Nouvelle approbation incertaine.
Le Gros tend sa large dextre enfoutraillée à la dame :
— Toutes mes plus charmantes gondoléances, chère maâme. C’est la vie. L’temps est un grand maître ! D’ici quèques jours ça s’tassera, et vous pourrerez vous retourner sur l’avenir. Bien maquillée, av’c des bas résille, j’sus certain qu’vous en jetez encore ! J’sais que si vous me laissereriez vot’ adresse, je pourrais passer prend’ d’vos nouvelles à l’occasion. Vs’avez pu constater qu’j’ai du répondant. Avant d’vous décider le choix, fait-il encore, assoyez-vous sur ces boîtes à osselets. Si vous voudrez la vérité : c’est pas du vrai bois, mais d’l’aggloméré.
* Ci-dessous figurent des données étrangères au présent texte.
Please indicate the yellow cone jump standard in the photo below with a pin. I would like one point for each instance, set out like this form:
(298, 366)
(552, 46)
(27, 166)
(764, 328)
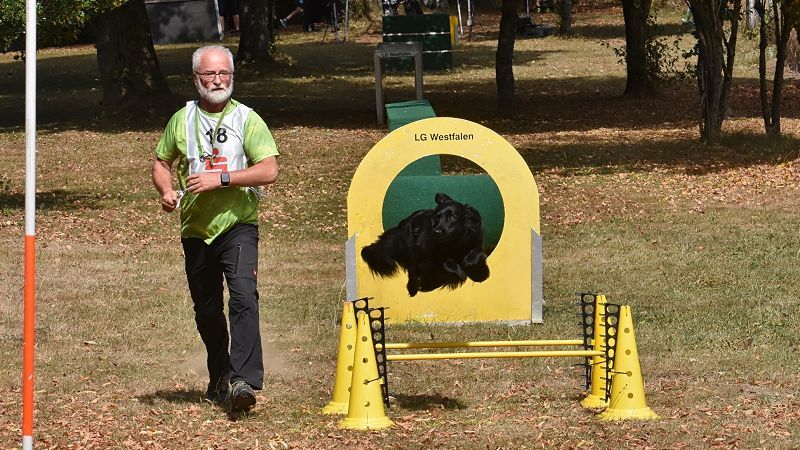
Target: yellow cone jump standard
(366, 401)
(344, 363)
(597, 395)
(627, 388)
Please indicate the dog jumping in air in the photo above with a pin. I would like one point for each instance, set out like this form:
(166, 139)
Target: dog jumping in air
(439, 247)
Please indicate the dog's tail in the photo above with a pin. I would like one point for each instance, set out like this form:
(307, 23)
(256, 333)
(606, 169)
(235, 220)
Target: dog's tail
(378, 260)
(474, 264)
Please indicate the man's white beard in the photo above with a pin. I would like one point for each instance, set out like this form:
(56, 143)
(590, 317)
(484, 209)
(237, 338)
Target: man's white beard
(215, 97)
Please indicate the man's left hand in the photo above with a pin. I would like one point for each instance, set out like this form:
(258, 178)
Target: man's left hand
(202, 182)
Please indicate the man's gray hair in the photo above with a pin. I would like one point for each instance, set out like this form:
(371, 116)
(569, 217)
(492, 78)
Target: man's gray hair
(202, 51)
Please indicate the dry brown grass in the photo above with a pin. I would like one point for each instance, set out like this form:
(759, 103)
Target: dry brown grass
(702, 242)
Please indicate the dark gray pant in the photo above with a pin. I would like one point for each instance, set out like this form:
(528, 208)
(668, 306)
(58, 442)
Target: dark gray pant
(233, 254)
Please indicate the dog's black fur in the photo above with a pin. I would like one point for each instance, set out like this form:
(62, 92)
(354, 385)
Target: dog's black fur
(439, 247)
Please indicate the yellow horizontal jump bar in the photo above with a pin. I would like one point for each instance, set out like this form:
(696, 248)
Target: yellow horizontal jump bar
(540, 343)
(540, 354)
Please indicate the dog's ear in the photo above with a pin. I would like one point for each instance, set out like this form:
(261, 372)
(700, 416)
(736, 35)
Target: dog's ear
(441, 198)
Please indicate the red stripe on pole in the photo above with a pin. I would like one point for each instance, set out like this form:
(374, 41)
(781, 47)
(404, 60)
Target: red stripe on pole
(28, 334)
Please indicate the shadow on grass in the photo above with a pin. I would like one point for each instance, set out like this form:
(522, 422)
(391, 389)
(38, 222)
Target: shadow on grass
(593, 31)
(56, 200)
(422, 402)
(196, 396)
(174, 396)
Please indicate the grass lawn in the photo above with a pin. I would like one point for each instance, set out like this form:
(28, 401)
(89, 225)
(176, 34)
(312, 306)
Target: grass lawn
(700, 241)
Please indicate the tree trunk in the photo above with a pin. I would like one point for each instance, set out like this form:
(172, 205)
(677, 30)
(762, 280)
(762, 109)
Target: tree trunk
(771, 111)
(715, 58)
(638, 82)
(504, 59)
(258, 33)
(565, 16)
(127, 62)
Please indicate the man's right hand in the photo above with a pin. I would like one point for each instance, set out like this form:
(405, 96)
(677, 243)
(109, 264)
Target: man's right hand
(169, 201)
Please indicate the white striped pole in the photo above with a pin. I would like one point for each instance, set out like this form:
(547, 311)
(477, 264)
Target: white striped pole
(30, 226)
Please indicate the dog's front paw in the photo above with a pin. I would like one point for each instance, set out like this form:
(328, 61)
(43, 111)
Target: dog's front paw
(453, 267)
(413, 285)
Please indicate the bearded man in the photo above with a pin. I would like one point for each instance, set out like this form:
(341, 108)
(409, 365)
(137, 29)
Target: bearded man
(224, 152)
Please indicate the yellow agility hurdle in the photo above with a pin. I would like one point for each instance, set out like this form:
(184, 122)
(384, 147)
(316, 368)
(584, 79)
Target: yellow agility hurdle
(476, 355)
(534, 343)
(484, 344)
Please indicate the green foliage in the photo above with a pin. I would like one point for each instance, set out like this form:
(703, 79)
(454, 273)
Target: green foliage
(58, 21)
(665, 61)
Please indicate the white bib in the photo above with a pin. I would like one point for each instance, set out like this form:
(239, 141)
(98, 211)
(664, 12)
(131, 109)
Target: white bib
(223, 153)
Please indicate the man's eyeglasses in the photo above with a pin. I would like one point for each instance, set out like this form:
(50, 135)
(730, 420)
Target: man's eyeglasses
(209, 76)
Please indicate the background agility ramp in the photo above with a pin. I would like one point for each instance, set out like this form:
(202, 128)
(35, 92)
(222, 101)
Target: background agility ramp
(506, 197)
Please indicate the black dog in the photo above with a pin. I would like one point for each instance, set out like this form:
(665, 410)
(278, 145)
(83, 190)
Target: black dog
(437, 247)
Il tapote le dos du dadais dodu.
— C’est toi qu’es le plus à plaind’, gamin. Ta vioque aura pas d’mal à se refaire chibrer, mais toi, un dabe, c’est pas évident ! J’sais qu’ ma pomme, quand j’ai perdu l’mien, j’ai perdu gros, surtout qu’y p’sait plus de cent vingt kilos ! Enfin, la mort c’est la vie, hein ? Qu’est-ce c’est c’baveux que tu tiens à la main ? Quoi ? On y cause d’l’accident d’ton vieux ? Ah ! il a morflé une moto dans le baquet, le pauv’ mec ? Moi, les deux roues, j’sus toujours été contre. Montre voir !
Le Gros prend délibérément son journal au fils Mouillefroc. II l’ouvre. En constatant la première page, ses yeux s’exorbitent. Il bée en grand de la bouche. Un râle bizarre lui vient, pareil à une énorme bulle sonore qui aurait pu être un rot contrarié, mais qui est en fait une plainte d’agonie.
II a un étourdissement, titube, puis s’écroule au côté du sieur Tanatos.
San-Antonio a sans doute voulu dire « persans ».La Directrice littéreuse.